Tomasz Kędziora: Dobrze nam się gra w Łodzi, ale Kijowa nic nie zastąpi
Wiadomo, że gramy tutaj już kolejne spotkanie. Jak na razie ten stadion jest dla nas szczęśliwy, dobrze się tu czujemy. Dom naszej drużyny jest jednak w Kijowie i nic go nie zastąpi - powiedział piłkarz Dynama Kijów, Tomasz Kędziora przed spotkaniem 4. rundy eliminacji Ligi Mistrzów z Benficą. Mecz odbędzie się w Łodzi.
Szymon Rojek: Czujecie się już trochę jak w domu na stadionie w Łodzi?
Tomasz Kędziora: Wiadomo, że gramy tutaj już kolejne spotkanie. Jak na razie ten stadion jest dla nas szczęśliwy, dobrze się tu czujemy. Dom naszej drużyny jest jednak w Kijowie i nic go nie zastąpi.
ZOBACZ TAKŻE: "Carlitos, czyli drybling pomiędzy odgrzewanym kotletem a zbawcą"
Jak na co dzień funkcjonuje drużyna, która jest w takiej sytuacji jak Wasza?
Jeżeli chodzi o treningi i życie codzienne, to żyjemy w hotelu. Ponad miesiąc jesteśmy razem, więc można powiedzieć, że ciągle jesteśmy na obozie. Nie jest to komfortowa sytuacja, ale robimy wszystko, żeby jak najlepiej się przygotowywać do meczów. Na początku byliśmy za granicą w Szwajcarii i Francji, a od meczu z Fenerbahce jesteśmy w Polsce, w okolicach Łodzi, a teraz już w samej Łodzi.

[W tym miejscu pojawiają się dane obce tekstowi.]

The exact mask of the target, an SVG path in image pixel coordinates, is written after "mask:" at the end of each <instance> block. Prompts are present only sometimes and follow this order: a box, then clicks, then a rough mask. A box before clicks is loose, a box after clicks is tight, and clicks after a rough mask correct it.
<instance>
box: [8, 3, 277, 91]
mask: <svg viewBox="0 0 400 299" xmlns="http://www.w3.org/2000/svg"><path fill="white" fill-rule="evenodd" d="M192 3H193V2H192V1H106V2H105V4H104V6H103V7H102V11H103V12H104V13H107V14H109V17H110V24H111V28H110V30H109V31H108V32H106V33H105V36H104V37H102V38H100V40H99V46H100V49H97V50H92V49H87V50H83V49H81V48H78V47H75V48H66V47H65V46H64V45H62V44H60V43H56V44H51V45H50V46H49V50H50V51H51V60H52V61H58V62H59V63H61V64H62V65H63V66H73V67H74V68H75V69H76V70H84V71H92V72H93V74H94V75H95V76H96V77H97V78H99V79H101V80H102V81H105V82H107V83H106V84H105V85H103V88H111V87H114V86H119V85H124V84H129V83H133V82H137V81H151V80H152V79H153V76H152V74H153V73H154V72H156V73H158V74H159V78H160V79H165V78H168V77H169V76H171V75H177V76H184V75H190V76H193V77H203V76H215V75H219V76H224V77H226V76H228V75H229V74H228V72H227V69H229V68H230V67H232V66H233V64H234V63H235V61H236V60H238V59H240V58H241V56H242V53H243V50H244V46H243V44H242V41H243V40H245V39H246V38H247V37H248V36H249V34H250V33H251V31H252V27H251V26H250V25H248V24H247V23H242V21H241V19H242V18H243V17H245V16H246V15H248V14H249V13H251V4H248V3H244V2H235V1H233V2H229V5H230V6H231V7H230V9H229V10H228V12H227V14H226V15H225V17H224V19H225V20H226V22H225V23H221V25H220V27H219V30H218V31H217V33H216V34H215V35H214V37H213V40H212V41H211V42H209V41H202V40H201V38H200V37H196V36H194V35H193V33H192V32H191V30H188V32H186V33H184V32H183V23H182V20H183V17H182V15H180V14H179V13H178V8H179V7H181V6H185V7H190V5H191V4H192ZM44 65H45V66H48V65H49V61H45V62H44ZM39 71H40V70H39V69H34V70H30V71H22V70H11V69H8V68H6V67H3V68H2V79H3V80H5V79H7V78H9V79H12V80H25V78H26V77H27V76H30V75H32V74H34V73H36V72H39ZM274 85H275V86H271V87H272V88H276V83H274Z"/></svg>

Na pewno celujecie w Ligę Mistrzów, ale w Waszej sytuacji 4. runda i co najmniej faza grupowa Ligi Europy, to już pewnego rodzaju sukces.
Wiadomo, że sytuacja jest dla nas trudna. My jesteśmy Dynamo Kijów i zawsze walczymy o Ligę Mistrzów. Dwa lata z rzędu tam graliśmy i teraz chcemy trzeci.